There's a fair bit of Internet panic about the idea that EA Sports' parent company's settlement of a class-action lawsuit about price fixing related to its NCAA Football and Madden NFL franchises, which was enabled by exclusive licenses with the NCAA and the Collegiate Licensing Company and the and NFL and NFL Players' Association. Here's what's really going to change: not much.
[Disclosure: EA Sports has partnered with SB Nation.]
Though there's probably going to be a bit of money available to consumers who bought EA Sports games in the last five years, the most important takeaway from the proposed settlement to the lawsuit is this:
It also stipulates that EA will not sign an exclusive license arrangement with the AFL for five years and will not renew its current agreement with the NCAA, which expires in 2014, for at least five years.
No one cares about that AFL (Arena Football) license, because EA hasn't put out an Arena Football game since 2007's Arena Football: Road to Glory on the PS2, and sales of it were anemic at best. But the NCAA Football series is one of EA's best sellers, and, the lawsuit alleged, partly so because no one else in the marketplace was even legally allowed to sell a competing product.
That may be true, but EA's not just going to chop off the head of one of its golden geese because it may no longer be the only game on the market. The exclusive agreement the company has runs through 2014, likely covering the to-be-released-in-2014 NCAA Football 14, if not the 15 edition of the game, so there's no reason to think 14 won't come out. But what reason is there to think another game developer wants to get in the ring with EA Sports on college football?

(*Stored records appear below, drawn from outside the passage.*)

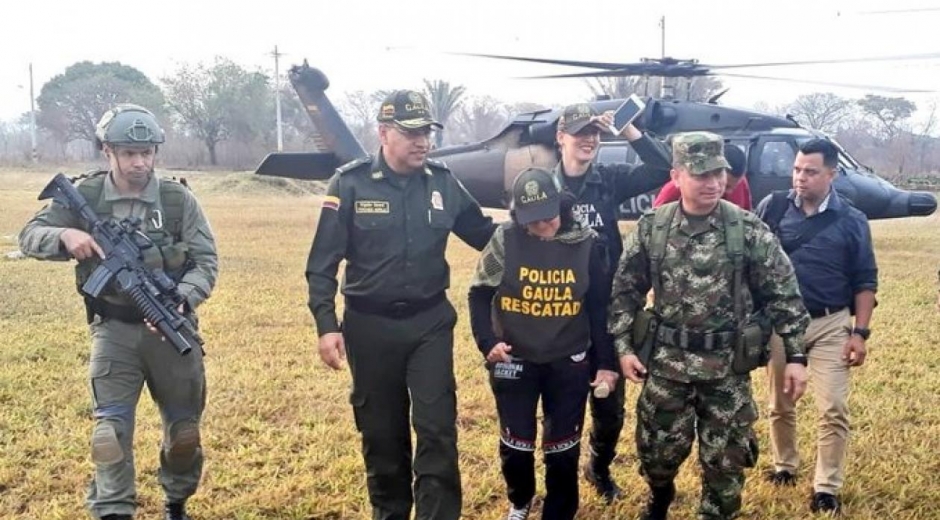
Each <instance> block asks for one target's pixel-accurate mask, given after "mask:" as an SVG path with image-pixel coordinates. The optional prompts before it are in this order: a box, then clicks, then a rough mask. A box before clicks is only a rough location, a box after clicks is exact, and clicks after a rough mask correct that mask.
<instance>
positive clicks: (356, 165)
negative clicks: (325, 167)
mask: <svg viewBox="0 0 940 520" xmlns="http://www.w3.org/2000/svg"><path fill="white" fill-rule="evenodd" d="M371 162H372V156H371V155H366V156H365V157H360V158H358V159H353V160H351V161H349V162H348V163H346V164H344V165H342V166H340V167H339V168H337V169H336V173H339V174H344V173H348V172H351V171H353V170H355V169H356V168H358V167H360V166H362V165H363V164H368V163H371Z"/></svg>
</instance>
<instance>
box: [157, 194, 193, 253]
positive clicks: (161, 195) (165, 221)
mask: <svg viewBox="0 0 940 520" xmlns="http://www.w3.org/2000/svg"><path fill="white" fill-rule="evenodd" d="M188 190H189V188H187V187H186V186H183V185H182V184H180V183H179V182H177V181H174V180H170V179H160V201H159V206H160V207H161V208H163V217H164V219H165V222H164V229H166V230H167V232H168V233H170V234H171V235H173V238H174V239H175V240H177V241H180V240H182V235H183V205H184V203H185V200H186V192H187V191H188Z"/></svg>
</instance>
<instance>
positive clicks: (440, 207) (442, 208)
mask: <svg viewBox="0 0 940 520" xmlns="http://www.w3.org/2000/svg"><path fill="white" fill-rule="evenodd" d="M431 207H432V208H434V209H436V210H438V211H443V210H444V197H442V196H441V192H439V191H437V190H434V191H432V192H431Z"/></svg>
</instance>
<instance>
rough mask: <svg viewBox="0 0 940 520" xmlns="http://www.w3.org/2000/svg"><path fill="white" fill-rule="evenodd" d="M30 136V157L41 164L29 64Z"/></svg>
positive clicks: (35, 111)
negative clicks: (36, 136) (30, 144)
mask: <svg viewBox="0 0 940 520" xmlns="http://www.w3.org/2000/svg"><path fill="white" fill-rule="evenodd" d="M29 136H30V139H31V140H32V145H33V147H32V150H31V151H30V157H31V158H32V160H33V162H34V163H36V162H39V153H38V151H37V150H36V96H35V95H33V64H32V63H30V64H29Z"/></svg>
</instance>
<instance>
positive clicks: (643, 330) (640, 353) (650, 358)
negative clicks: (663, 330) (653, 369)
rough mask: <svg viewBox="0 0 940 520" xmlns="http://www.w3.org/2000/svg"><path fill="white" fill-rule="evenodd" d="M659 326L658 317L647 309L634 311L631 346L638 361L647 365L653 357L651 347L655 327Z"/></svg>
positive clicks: (655, 332) (655, 335) (653, 345)
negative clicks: (632, 328) (635, 312)
mask: <svg viewBox="0 0 940 520" xmlns="http://www.w3.org/2000/svg"><path fill="white" fill-rule="evenodd" d="M658 328H659V318H658V317H657V316H656V315H655V314H653V313H652V312H650V311H648V310H645V309H644V310H641V311H640V312H638V313H636V318H634V319H633V348H634V350H635V351H636V356H637V358H639V360H640V363H642V364H643V366H645V367H649V362H650V359H652V358H653V347H655V346H656V329H658Z"/></svg>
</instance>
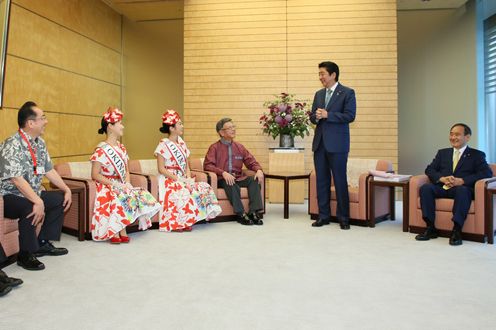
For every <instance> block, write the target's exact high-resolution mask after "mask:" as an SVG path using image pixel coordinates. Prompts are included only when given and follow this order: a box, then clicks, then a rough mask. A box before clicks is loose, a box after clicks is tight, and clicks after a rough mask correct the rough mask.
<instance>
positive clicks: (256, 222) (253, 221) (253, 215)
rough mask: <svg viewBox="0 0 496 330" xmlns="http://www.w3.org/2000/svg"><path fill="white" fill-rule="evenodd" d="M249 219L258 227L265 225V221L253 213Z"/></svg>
mask: <svg viewBox="0 0 496 330" xmlns="http://www.w3.org/2000/svg"><path fill="white" fill-rule="evenodd" d="M248 217H249V218H250V219H251V221H252V222H253V224H254V225H257V226H261V225H263V220H262V219H260V216H259V215H258V214H257V213H255V212H253V213H250V214H248Z"/></svg>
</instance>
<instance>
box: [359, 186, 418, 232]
mask: <svg viewBox="0 0 496 330" xmlns="http://www.w3.org/2000/svg"><path fill="white" fill-rule="evenodd" d="M369 184H370V185H369V187H370V205H369V214H368V218H369V219H368V220H369V226H370V227H375V216H374V214H375V187H389V188H390V190H389V207H390V208H389V214H390V216H391V220H394V219H395V218H396V213H395V210H394V206H395V205H394V204H395V203H394V202H395V198H394V188H395V187H400V188H402V190H403V231H404V232H408V225H409V217H408V211H409V198H410V193H409V190H410V180H405V181H400V182H394V181H377V180H374V177H372V178H371V179H370V181H369Z"/></svg>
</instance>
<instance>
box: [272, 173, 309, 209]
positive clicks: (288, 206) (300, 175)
mask: <svg viewBox="0 0 496 330" xmlns="http://www.w3.org/2000/svg"><path fill="white" fill-rule="evenodd" d="M309 177H310V174H309V173H290V172H288V173H277V174H276V173H264V184H265V180H266V179H276V180H283V181H284V219H288V218H289V181H291V180H302V179H308V178H309Z"/></svg>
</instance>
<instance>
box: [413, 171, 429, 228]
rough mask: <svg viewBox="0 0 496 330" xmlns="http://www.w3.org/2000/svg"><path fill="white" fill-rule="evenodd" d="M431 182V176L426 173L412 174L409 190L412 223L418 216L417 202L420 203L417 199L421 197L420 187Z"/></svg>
mask: <svg viewBox="0 0 496 330" xmlns="http://www.w3.org/2000/svg"><path fill="white" fill-rule="evenodd" d="M429 182H430V180H429V177H428V176H427V175H425V174H421V175H415V176H412V178H411V179H410V191H409V194H410V200H409V204H410V206H409V207H410V209H409V210H408V213H409V218H410V223H413V222H414V219H416V216H417V204H418V203H417V200H418V197H419V190H420V187H422V185H424V184H426V183H429Z"/></svg>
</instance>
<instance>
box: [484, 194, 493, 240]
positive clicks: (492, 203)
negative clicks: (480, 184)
mask: <svg viewBox="0 0 496 330" xmlns="http://www.w3.org/2000/svg"><path fill="white" fill-rule="evenodd" d="M494 195H496V188H487V189H486V200H485V208H484V209H485V222H486V235H487V243H489V244H494V222H493V217H494V202H493V197H494Z"/></svg>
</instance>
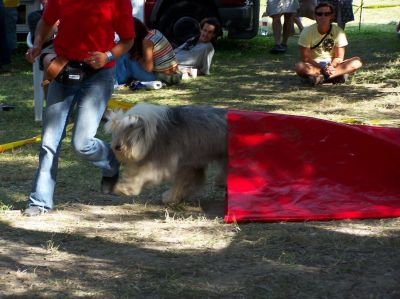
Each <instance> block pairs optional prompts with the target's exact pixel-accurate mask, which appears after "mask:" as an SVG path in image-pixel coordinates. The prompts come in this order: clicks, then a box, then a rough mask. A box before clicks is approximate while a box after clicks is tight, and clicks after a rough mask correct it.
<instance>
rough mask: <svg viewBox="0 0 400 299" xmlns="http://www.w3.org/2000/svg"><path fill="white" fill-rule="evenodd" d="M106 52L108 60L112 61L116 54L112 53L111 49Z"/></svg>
mask: <svg viewBox="0 0 400 299" xmlns="http://www.w3.org/2000/svg"><path fill="white" fill-rule="evenodd" d="M105 54H106V55H107V58H108V62H111V61H113V60H114V56H113V55H112V53H111V51H106V52H105Z"/></svg>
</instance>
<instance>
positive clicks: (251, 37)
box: [132, 0, 260, 44]
mask: <svg viewBox="0 0 400 299" xmlns="http://www.w3.org/2000/svg"><path fill="white" fill-rule="evenodd" d="M132 2H133V5H134V9H135V7H138V8H139V10H141V12H142V14H143V16H142V19H143V20H144V21H145V23H146V24H147V25H148V27H150V28H157V29H159V30H160V31H161V32H163V34H164V35H165V36H166V37H167V38H168V39H169V40H170V41H171V42H172V43H174V44H179V43H181V42H182V41H183V40H182V39H184V38H185V36H186V35H190V34H191V32H195V30H196V26H198V22H199V21H200V20H201V19H203V18H205V17H216V18H218V19H219V21H220V23H221V26H222V28H223V29H224V30H225V31H227V36H228V38H244V39H247V38H252V37H254V36H255V35H256V34H257V31H258V22H259V12H260V1H259V0H132ZM135 15H136V14H135ZM139 17H140V16H139ZM196 24H197V25H196ZM197 28H198V27H197Z"/></svg>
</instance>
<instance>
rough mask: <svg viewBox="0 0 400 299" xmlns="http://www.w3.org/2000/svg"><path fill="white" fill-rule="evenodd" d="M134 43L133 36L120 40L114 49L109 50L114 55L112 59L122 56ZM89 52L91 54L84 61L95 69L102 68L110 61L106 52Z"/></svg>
mask: <svg viewBox="0 0 400 299" xmlns="http://www.w3.org/2000/svg"><path fill="white" fill-rule="evenodd" d="M132 45H133V38H132V39H123V40H120V41H119V42H118V43H117V44H116V45H115V46H114V47H113V48H112V49H110V50H109V51H110V52H111V54H112V56H113V58H112V59H113V60H117V59H118V58H120V57H121V56H122V55H124V54H125V53H126V52H128V51H129V49H130V48H131V47H132ZM89 54H90V56H89V57H88V58H86V59H85V60H84V61H85V62H86V63H87V64H89V65H90V66H91V67H92V68H94V69H101V68H102V67H104V66H105V65H106V64H107V63H109V62H110V61H109V58H108V56H107V54H106V53H104V52H98V51H97V52H89Z"/></svg>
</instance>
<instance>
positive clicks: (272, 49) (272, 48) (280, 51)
mask: <svg viewBox="0 0 400 299" xmlns="http://www.w3.org/2000/svg"><path fill="white" fill-rule="evenodd" d="M286 50H287V46H283V45H275V46H274V47H273V48H272V49H271V50H270V51H269V52H270V53H271V54H283V53H285V52H286Z"/></svg>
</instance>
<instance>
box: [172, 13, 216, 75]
mask: <svg viewBox="0 0 400 299" xmlns="http://www.w3.org/2000/svg"><path fill="white" fill-rule="evenodd" d="M220 27H221V26H220V24H219V21H218V19H217V18H211V17H210V18H205V19H203V20H202V21H201V22H200V28H201V31H200V35H199V36H198V37H197V36H196V37H193V38H191V39H189V40H187V41H186V42H185V43H183V44H182V45H181V46H179V47H178V48H176V49H175V50H174V52H175V55H176V59H177V60H178V67H179V70H180V71H181V72H182V73H183V74H185V73H187V74H188V75H191V73H190V70H191V69H192V68H197V69H198V73H199V75H209V74H210V67H211V62H212V59H213V56H214V52H215V51H214V46H213V41H214V40H215V38H216V37H217V36H218V35H219V32H220V30H221V29H220Z"/></svg>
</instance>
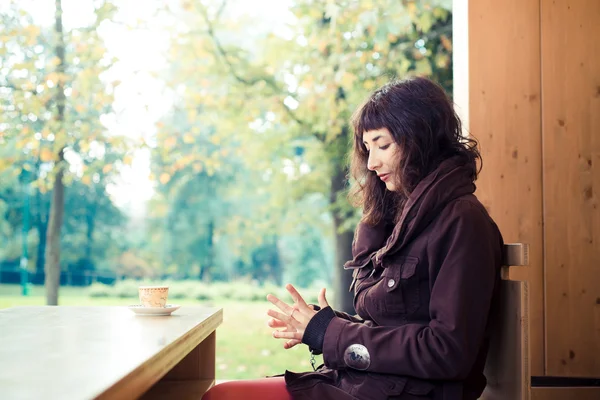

Games on the current console generation (Xbox 360 and PS3) are time-consuming and expensive to develop, usually running well into the high eight digits, and that's with experienced developers working off established frameworks. No game company has legitimately competed with EA in the football sim market for the better part of a decade, and even the beloved NFL 2K series never really outsold Madden, despite better reviews and a lower price point. The barrier to entry for even the biggest non-EA company is massive, and the return on investment, which relies on the idea that a company's going to create both a better and more appealing game than the very good NCAA Football team can produce in the two years between now and the summer of 2014, is low.
Remember, there aren't exclusive licenses for NHL or NBA titles, and yet there's a clear winner in those two categories and MLB (Sony's MLB: The Show series, which has thrived as a first-party product despite 2K Sports holding an exclusive license on multi-platform MLB games, and EA's NHL and 2K Sports' NBA 2K series), with the winners being so good in the NHL and NBA categories that second place competitors have literally stopped producing games, and that EA Sports' failed rebranding of its NBA Live series as NBA Elite was so bad that the series took a year off and is reverting to its original name. The loss of an exclusive license and the threat of competition, likely to never be realized, is not going to be much more than a pinprick to the EA leviathan, because leaders tend to stay ahead in the sports video game field.
Now, that lawsuit in which former college athletes charge that game makers have profited off their likeness for years? Worry about that one.